There is also a minor semantic point. MS Press is inclined to prefix the word "official" to its titles - a bit like people who mark every banal email as "urgent". It's not just that the deep-buried anarchist in me has the same sort of aversion to "official" viewpoints as it does to the marketing babble that routinely prefixes "executive" or "luxury" to what, in fact, is the half-way-decent version of the product. It is the connotation of ownership and authority that the word carries. Certainly, if you produce a program like FrontPage you can produce the "official" guide to it - but how on earth did the Internet directory become "official"? Have we all missed a small press release beginning "Microsoft is pleased to announce the acquisition of the Internet..."

Therein lies part of the problem. Microsoft has leveraged the widespread use of its operating systems into near-domination of desktop applications and is increasingly prominent in server operating systems, back-end applications and online publishing, as well as experimenting in a range of other areas, including television, event guides, geographical systems and travel information. The idea that its massive resources, technical expertise and marketing skill are now being focused on technical book publishing sends at least a small shiver of concern. With all of that out in the open, how do these two books stand on their own merits? Quite well, really. The FrontPage guide is not exactly lively reading once you get past the preamble which documents the birth of the program in a small software company and its leap to prominence once Microsoft had bought it out. "Whereas Vermeer [the original authors] had sold at total of 275 copies of FrontPage in the company's short life," writes Randy Forgaard, co-founder of Vermeer, "Microsoft sold 150,000 copies of FrontPage in the first three months."

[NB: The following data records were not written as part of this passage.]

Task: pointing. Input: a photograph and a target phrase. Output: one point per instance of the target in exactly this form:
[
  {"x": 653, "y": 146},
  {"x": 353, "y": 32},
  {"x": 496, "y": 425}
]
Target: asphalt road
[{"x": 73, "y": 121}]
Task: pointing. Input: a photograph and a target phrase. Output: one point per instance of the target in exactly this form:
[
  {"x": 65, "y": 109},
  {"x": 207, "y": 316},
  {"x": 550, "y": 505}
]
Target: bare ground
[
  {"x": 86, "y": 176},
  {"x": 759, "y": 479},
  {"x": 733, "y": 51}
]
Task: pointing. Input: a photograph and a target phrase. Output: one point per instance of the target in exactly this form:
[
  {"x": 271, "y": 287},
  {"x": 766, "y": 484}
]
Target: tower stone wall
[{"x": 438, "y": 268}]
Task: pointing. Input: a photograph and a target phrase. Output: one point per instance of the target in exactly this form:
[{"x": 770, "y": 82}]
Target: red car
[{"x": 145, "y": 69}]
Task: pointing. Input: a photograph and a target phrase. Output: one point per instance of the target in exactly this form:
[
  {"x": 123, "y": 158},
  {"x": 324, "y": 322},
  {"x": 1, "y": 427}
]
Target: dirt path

The book does, however, provide a steady step-by-step introduction to the features of a very strong Web-publishing system. Like a patient teacher working through a syllabus, each element and feature is documented. The style may not sizzle, but the information is there. One irritant is the condescending swipes at the notion of learning the HTML coding used in Web pages. Granted, with this program you don't have to write in raw HTML, but knowing a bit will help to get the best out of FrontPage and is essential to filling some gaps in the program.

The Internet directory overcomes the paradox of using static, rapidly dating paper to create a directory of the fluid, ever-changing Internet by its sheer scale. Dipping into any section, from Animals to Youth Resources will turn up some new sites for even the most assiduous Net-head. Open it almost anywhere among the 6,000 entries and there will be a "gosh, I must try that" site somewhere to hand. The effect is a renewed sense of wonder at the information extravaganza hosted on the Net.

Whether it is the last word as a reference is open to question when looking at entries close to home. The entry for The Irish Times on the Web is out of date by three years and reads very like a slab of press-release-ese. But with the inclusion of a searchable CD-Rom and online updates, this book makes a strong case as a good first (paper) step in finding things on the Net.